Cape Town - Metrorail has urged commuters to take a stand against vandals who continued to “sabotage” infrastructure. Thousands were stranded after a train and a station in Khayelitsha were set alight on Wednesday night.
The national head of the Passenger Rail Agency of SA (Prasa) has arrived in Cape Town to personally address the “pandemic”.
Metrorail spokeswoman Riana Scott said on Thursday they had been forced to suspend train services between Khayelitsha, Kuyasa and Chris Hani stations on Wednesday night “until further notice”, after a train and station were set on fire by protesters.
“Four carriages, overhead electrical structures and station facilities suffered extensive damage, effectively preventing operations of any kind.
“Due to ongoing volatility in the area, Metrorail is unable to operate its usual contingency bus shuttles.
“Commuters are advised to use alternative modes of transport for today [Thursday] at least,” Scott said.
The empty train had been on its way to Cape Town at about 7.20pm, when it was stoned and then either petrol-bombed, or hit burning debris on the line, or both.
Scott pleaded: “It’s misdirected, self-defeating destruction. How can you destroy today what you’re going to need tomorrow?
“How do those lucky enough to have jobs get to work? How do kids get to school?” she asked.

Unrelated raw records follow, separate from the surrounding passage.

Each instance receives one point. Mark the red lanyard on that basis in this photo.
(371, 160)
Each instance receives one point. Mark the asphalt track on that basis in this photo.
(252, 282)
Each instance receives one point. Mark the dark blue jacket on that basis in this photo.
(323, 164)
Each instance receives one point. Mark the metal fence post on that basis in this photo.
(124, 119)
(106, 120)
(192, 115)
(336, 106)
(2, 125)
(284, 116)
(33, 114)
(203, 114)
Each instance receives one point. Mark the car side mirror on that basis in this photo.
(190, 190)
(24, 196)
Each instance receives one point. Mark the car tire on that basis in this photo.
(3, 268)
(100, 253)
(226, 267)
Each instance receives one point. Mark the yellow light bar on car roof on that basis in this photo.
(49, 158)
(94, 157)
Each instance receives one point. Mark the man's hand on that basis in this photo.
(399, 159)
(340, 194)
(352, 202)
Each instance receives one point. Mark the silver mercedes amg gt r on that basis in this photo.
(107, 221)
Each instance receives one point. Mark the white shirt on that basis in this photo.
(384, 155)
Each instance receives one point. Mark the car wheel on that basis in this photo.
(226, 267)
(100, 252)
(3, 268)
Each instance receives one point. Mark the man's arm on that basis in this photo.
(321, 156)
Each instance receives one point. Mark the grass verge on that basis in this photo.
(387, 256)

On Thursday, Prasa chief executive Mosenngwa Mofi arrived in Cape Town to inspect the damage.
About 4.5km of track was damaged on Wednesday night.

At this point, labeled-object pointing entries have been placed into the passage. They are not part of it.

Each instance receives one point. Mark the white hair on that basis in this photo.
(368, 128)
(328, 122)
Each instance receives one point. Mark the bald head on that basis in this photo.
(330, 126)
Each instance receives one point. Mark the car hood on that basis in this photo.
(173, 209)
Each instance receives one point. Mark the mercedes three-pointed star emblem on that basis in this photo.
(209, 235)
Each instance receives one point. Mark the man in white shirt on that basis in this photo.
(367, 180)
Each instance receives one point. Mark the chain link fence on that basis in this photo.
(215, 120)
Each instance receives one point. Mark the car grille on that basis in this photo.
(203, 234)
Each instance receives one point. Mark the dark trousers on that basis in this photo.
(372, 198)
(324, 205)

Scott explained the two stations that were out of action were smaller ones “specifically built as a service to the community, to reduce the overcrowding in Khayelitsha, to make it easier for Khayelitsha commuters”.
“We need the community to stand up and say: ‘These people are attacking our lifeline into the city’.”
Police were on Thursday monitoring the situation and Metrorail technical teams were out at first light assessing the extent of the damage.
Only when their inspection was completed would Metrorail know when services would be restored.
On the scene on Thursday, overhead electrical cables, warped and blackened by the flames, hung swaying slightly in the crisp morning air. The usually bustling Chris Hani station was eerily quiet on Thursday as staff assessed the damage.
While the smouldering carriages had already been moved, broken doors and unidentifiable debris were scattered along the tracks.
Melted metal lay on the platform. In some places, rocks and broken bottles still lay where they had landed after being hurled at the train.
The carriages had burnt for a while under the traffic bridge that runs over the station. The underneath of the bridge was covered in soot and the structure had to be closed for safety reasons, as a crack had formed, law enforcement officers said.
The latest attack on Metrorail assets comes after a commuter crisis at the end of last month, when vandals paralysed the service between Nyanga, Khayelitsha and Mitchells Plain.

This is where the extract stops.